Commissioned by the Asia Culture Center in Gwangju, South Korea, Light Barrier is series of installations of ‘viewer-less images’, that aims to ‘create paintings outside of perspective’. For the third installation in the series, the Kimchi and Chips studio behind the project looked to Junghoon Pi, Professor of Music & Sound Design at Seoul Institute of the Arts, owing to his work with TiMax.
Light Barrier is inspired by impressionist painting, and uses a multi-segment mirror system to split beams from eight video projectors into 630 projection elements, which in turn create a total of 16 million pixel beams. Each mirror creates a group of light beams that form animated mid-air images in the heavily hazed space, all varying in both the physical and time domains.
To add the audio element, Pi employed a TiMax SoundHub immersive audio processor to create an immersive soundscape rendered and distributed by a 16-channel TiMax SoundHub dynamic spatial audio matrix. Forty channels of audio support the six-minute sequence, which employs the motif of the circle to travel through themes of birth, death, and rebirth, helping shift the audience into a new perception of existence.
The installation comprises 20 full-range loudspeakers driven by TiMax, with sources fed from an SSL Live L300 mixing desk. Rigged at a height of 7m and supported by six ground-stacked sub bass units, four of the speakers are positioned behind the mirror structure. At the far end of the 70m hall, a further four speakers correspond, and six delay pairs in between complete the distributed system. The sub-bass units are spread out down the length of the room. The audio stems are created and played from Ableton connected to the desk via RME MADIface XT.

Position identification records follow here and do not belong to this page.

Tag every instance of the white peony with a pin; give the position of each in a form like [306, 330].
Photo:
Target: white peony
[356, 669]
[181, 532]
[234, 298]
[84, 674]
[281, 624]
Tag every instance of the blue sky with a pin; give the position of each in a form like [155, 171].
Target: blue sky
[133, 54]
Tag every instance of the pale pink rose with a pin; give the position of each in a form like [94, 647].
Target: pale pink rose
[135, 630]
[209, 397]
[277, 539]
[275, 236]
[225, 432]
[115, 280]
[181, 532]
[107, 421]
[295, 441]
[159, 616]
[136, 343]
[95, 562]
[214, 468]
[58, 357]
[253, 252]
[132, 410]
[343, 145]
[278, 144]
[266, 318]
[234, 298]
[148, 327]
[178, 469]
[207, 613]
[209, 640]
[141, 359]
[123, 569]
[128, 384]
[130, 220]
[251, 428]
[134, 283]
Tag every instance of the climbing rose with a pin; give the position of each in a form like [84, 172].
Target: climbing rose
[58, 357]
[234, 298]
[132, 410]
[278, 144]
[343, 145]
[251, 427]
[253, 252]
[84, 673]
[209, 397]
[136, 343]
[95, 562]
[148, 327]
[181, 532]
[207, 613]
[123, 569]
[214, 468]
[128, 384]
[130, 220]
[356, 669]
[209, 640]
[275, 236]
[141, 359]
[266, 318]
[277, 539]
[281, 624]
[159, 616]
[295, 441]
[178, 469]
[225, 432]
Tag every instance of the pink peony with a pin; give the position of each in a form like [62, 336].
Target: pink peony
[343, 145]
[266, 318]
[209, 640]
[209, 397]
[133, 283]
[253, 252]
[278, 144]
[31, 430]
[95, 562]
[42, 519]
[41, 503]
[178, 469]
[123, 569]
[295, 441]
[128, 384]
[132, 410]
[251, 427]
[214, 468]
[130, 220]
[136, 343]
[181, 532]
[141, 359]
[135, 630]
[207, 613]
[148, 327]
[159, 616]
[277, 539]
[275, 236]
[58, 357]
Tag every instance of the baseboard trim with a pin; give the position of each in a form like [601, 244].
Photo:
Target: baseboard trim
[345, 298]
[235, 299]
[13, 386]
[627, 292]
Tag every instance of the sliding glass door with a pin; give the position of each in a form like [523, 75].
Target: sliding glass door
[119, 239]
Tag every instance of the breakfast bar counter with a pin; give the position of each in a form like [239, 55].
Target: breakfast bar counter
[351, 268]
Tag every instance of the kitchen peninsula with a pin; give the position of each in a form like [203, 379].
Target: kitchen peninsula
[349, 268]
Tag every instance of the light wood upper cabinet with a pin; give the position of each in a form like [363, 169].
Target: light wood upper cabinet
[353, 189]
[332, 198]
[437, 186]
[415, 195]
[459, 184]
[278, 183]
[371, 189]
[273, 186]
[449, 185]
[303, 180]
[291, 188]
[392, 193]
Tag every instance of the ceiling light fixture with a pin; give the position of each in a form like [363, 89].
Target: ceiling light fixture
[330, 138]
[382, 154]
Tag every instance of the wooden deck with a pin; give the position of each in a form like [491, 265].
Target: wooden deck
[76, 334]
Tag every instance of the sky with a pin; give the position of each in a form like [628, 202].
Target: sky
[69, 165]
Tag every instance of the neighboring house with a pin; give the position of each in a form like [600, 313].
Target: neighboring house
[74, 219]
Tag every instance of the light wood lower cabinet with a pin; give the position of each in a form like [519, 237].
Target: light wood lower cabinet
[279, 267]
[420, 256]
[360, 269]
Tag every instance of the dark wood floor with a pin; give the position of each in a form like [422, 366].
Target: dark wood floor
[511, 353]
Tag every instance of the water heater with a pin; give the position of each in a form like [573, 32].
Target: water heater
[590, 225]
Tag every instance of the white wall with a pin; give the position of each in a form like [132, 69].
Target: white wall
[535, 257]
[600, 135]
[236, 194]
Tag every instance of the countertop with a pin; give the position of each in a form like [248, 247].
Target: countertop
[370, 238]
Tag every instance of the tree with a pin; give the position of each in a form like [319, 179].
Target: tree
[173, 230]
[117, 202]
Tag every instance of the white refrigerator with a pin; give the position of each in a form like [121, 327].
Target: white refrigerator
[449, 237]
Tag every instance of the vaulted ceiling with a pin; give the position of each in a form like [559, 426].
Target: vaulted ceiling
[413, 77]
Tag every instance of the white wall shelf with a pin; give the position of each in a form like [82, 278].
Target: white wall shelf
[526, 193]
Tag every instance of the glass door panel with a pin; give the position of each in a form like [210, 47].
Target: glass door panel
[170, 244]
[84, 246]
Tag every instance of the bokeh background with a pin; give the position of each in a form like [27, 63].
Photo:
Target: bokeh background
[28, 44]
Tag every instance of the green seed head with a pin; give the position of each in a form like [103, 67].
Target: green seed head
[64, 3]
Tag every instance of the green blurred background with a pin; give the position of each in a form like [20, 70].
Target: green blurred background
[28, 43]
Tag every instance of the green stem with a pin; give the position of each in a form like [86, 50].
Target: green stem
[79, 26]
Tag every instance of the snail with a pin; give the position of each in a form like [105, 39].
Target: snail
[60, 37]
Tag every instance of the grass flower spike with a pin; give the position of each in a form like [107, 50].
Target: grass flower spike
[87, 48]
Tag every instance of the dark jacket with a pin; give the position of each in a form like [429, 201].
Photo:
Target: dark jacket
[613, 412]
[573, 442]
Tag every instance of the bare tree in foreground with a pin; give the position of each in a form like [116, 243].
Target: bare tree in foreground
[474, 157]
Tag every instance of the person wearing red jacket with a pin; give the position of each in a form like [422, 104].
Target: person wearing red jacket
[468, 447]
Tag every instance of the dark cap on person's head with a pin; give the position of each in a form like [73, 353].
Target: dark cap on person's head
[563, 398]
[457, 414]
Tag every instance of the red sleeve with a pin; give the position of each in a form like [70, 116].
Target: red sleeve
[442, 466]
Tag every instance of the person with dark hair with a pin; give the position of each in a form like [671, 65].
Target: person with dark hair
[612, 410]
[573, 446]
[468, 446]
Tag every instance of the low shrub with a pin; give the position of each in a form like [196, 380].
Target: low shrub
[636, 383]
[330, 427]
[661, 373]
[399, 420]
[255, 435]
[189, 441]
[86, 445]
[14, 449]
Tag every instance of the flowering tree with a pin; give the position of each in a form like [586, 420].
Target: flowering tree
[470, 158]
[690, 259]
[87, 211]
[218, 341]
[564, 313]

In TiMax, Pi was able to create multiple Image Definition spatial audio objects and use them to render dynamically shifting three-dimensional sonic layers. Cue sequences were launched by Midi triggers, and seamlessly blended across designated groups of loudspeakers within the array.
‘TiMax was perfect for moving sounds from one loudspeaker zone to another,’ he says. ‘It really is so easy and effective with TiMax to create sound movements through multiple speaker zones: just intuitive and simple. TiMax has the freedom to use any kind of loudspeakers and Timeline cue playback is comfortable to me.
‘I’ve used TiMax since I was introduced to the product by [US sound designer] Scott Lehrer in a workshop in Seoul, and as Professor at the Seoul Institute I teach TiMax on the sound design degree course. Kimchi and Chips’ Light Barrier was the perfect opportunity to flex the capabilities of TiMax to its fullest.’